Search code examples
phpfile-get-contents

Is there a way to get round a 403 error with php file_get_contents?


I'm trying to get a specific webpage using php file_get_contents - when I view the page directly there is no problem but when trying to grab it using php I get "failed to open stream: HTTP request failed! HTTP/1.1 403 Forbidden". Theres a piece of data that I'm trying to extract from the page.

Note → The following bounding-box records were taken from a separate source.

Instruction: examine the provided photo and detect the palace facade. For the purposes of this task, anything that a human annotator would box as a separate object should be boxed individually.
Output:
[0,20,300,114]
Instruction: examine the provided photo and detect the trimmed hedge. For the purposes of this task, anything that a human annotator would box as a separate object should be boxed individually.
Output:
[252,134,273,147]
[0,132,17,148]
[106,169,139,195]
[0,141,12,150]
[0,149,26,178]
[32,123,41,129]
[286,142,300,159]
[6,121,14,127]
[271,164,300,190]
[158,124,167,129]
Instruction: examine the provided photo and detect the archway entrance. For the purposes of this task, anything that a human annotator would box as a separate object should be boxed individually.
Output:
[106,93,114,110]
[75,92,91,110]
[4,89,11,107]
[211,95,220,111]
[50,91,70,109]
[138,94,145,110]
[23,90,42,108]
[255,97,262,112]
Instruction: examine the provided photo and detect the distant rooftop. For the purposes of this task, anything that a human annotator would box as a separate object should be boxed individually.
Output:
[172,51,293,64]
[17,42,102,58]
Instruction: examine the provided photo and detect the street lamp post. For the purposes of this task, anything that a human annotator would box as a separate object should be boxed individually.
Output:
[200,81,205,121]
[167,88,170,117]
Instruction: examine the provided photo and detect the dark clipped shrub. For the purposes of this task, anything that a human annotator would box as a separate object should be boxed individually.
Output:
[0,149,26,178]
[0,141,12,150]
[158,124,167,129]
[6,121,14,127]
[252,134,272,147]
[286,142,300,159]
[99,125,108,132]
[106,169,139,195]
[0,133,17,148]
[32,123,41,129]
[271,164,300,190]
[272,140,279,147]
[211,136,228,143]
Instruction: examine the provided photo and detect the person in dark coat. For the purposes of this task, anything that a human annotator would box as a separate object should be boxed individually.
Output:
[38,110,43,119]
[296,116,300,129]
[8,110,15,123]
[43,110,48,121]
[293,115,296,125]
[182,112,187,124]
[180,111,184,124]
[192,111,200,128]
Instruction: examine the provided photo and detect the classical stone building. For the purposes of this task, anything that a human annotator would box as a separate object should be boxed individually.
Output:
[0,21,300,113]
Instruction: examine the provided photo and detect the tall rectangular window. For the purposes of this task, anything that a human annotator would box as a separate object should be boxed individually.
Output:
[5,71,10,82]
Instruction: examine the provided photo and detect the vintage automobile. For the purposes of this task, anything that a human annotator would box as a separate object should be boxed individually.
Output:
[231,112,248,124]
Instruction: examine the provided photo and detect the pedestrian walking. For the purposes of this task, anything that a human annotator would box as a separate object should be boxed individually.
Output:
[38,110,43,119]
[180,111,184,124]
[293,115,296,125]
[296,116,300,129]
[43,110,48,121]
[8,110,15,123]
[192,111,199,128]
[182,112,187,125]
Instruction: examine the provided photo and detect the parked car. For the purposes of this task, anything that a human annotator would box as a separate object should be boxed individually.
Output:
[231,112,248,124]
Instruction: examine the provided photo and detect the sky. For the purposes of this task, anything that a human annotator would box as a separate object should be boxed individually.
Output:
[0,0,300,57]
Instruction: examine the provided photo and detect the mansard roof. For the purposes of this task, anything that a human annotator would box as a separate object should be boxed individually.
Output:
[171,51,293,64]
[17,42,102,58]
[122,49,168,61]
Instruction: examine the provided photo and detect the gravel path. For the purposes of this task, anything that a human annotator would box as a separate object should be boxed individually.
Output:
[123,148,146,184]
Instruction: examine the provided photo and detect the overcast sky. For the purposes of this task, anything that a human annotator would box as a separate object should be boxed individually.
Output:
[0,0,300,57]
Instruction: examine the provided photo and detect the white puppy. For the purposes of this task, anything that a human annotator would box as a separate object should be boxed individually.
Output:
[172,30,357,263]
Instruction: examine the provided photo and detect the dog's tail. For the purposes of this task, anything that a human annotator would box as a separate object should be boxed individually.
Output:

$ft = file_get_contents('https://www.vesselfinder.com/vessels/CELEBRITY-MILLENNIUM-IMO-9189419-MMSI-249055000');

echo $ft;

I've read up on various pages here about using stream_context_create, mainly the user agent part

$context  = stream_context_create(
array(
    "http" => array(
        "header" => "Mozilla/5.0 (Windows NT 10.0; WOW64) AppleWebKit/537.36 (KHTML, like Gecko) Chrome/50.0.2661.102 Safari/537.36"
    )
)

);

But nothing works and I now get a 400 error message. Unfortunately it doesn't look like my server is configured to use cURL so file_get_contents seems to be the only way for me to do this.


Solution

  • You need to add the User-Agent header to the actual header:

    $context  = stream_context_create(
      array(
        'http' => array(
          'header' => 'User-Agent: Mozilla/5.0 (Windows NT 10.0; WOW64) AppleWebKit/537.36 (KHTML, like Gecko) Chrome/50.0.2661.102 Safari/537.36',
        ),
    ));
    

    You could also use the user_agent option:

    $context = stream_context_create(
      array(
        'http' => array(
          'user_agent' => 'Mozilla/5.0 (Windows NT 10.0; WOW64) AppleWebKit/537.36 (KHTML, like Gecko) Chrome/50.0.2661.102 Safari/537.36',
        ),
    ));
    

    Both above examples should work and you should now be able to get the contents using:

    $content = file_get_contents('https://www.vesselfinder.com/vessels/CELEBRITY-MILLENNIUM-IMO-9189419-MMSI-249055000', false, $context);
    
    echo $content;
    

    This could of course also be tested using curl from the command line. Notice that we are setting our own User-Agent header:

    curl --verbose -H 'User-Agent: YourApplication/1.0' 'https://www.vesselfinder.com/vessels/CELEBRITY-MILLENNIUM-IMO-9189419-MMSI-249055000'
    

    It might also be worth knowing that the default User-Agent used by curl seems to be blocked, so if using curl you need to add your own using the -H flag.